Calling a man, “he,” never actually harms anyone.
It’s barely possible that a man in a dress could be harmed in the men’s bathroom or locker room, but that’s male on male violence. That’s not being done by women, and it’s not women’s fault. It’s the MEN’S problem and it’s for the men to solve among themselves. There’s no rule that says men always get to solve what are exclusively men’s problems on the backs of and at the expense of women. No. Women get to say no. Women get to have boundaries. Women get to have things that are exclusively for women.
Letting any man give himself a free ticket into women’s (and girls’) bathrooms and changing rooms is an open invitation for rapists and pedophiles. “That doesn’t/won’t happen. There’s no danger. That’s just fearmongering.”
Oh yeah? Please then explain how there are dozens if not hundreds of reports of exactly that happening, that the dangers are real, and that it’s realistic fear of actuality, not just irrationality? Please explain all the actual harm to women and children that has already taken place after the ill-advised trans attacks on the reality of what men do to women and children have allowed it to get this far? Make it even easier to lie, and why wouldn’t predatory men do even more than the have already? Please explain that.

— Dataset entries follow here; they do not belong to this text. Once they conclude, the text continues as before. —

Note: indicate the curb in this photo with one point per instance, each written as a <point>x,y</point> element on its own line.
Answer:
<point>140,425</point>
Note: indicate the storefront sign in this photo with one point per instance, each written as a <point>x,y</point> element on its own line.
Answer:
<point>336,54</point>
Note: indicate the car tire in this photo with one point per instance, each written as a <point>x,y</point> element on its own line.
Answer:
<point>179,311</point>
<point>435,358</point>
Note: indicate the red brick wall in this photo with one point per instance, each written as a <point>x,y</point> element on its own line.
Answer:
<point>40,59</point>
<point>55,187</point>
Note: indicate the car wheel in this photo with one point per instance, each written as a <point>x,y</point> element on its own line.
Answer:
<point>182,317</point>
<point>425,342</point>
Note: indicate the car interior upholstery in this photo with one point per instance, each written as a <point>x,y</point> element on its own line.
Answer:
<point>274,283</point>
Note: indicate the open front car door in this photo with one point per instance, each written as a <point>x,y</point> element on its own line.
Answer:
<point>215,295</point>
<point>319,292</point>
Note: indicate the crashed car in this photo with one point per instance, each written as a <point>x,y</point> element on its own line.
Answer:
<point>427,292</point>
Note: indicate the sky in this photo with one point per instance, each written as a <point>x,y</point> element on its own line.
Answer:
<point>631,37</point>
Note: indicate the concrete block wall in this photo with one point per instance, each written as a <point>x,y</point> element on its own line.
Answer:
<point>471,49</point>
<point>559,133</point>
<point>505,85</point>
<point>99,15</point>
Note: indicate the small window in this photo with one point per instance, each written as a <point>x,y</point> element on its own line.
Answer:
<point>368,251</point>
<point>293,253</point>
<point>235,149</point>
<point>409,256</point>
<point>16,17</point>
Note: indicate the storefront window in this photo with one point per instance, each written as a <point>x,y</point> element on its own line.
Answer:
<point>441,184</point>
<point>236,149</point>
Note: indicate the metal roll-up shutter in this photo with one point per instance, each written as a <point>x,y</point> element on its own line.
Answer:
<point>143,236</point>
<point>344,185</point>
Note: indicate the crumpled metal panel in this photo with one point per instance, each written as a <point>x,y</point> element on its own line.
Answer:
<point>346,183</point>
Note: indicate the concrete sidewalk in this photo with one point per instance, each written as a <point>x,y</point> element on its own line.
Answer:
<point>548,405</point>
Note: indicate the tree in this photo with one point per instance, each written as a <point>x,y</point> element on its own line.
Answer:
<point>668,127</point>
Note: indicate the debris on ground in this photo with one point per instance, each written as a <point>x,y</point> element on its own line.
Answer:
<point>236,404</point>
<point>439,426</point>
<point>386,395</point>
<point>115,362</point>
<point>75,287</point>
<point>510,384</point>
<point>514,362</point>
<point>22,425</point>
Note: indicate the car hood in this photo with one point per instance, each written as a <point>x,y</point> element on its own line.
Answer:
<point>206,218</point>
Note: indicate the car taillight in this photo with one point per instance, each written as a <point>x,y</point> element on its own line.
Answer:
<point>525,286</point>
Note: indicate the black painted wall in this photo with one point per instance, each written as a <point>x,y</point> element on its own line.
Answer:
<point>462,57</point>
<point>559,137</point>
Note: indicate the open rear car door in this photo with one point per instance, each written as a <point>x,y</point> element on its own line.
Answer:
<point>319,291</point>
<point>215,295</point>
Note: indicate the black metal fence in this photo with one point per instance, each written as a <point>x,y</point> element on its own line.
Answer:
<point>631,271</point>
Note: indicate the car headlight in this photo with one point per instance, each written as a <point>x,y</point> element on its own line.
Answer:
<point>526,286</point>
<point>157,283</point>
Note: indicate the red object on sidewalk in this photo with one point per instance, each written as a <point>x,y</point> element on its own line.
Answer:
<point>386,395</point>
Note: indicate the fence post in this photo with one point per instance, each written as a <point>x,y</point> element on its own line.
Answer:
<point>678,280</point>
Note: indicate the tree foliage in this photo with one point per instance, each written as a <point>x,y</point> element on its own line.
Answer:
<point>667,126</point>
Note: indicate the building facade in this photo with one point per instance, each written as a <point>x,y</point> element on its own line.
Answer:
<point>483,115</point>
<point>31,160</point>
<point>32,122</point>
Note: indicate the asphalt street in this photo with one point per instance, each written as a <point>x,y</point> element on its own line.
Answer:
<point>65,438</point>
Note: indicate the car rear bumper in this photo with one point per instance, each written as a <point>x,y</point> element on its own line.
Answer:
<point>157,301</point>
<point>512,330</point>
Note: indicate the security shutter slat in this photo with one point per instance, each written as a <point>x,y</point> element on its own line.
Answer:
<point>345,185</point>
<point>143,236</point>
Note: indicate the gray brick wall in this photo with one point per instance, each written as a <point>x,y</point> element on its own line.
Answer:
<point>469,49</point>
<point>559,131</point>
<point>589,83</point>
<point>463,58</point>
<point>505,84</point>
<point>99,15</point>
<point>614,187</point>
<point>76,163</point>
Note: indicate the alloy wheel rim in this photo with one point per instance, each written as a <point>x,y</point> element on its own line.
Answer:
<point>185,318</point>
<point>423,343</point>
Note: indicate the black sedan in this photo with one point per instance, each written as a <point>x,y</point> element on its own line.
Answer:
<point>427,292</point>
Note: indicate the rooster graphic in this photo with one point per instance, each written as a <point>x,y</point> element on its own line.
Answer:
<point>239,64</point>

They never have, and they never will, because they can’t. They don’t care. Everything they say and do is built on a foundation of lies. All they can ever do is lie. If they say nothing, it’s a lie of omission. If they say something, it’s guaranteed to be a lie.
“Both fluid and solid”, a Bingham plastic, mayonnaise is an example.
I prefer the Saturday Night Live formulation: “It’s a dessert topping and a floor wax!”
Re #4, may I recommend the Philip K Dick novel Ubik, in which Ubik commercials begin each chapter, describing the product differently each time.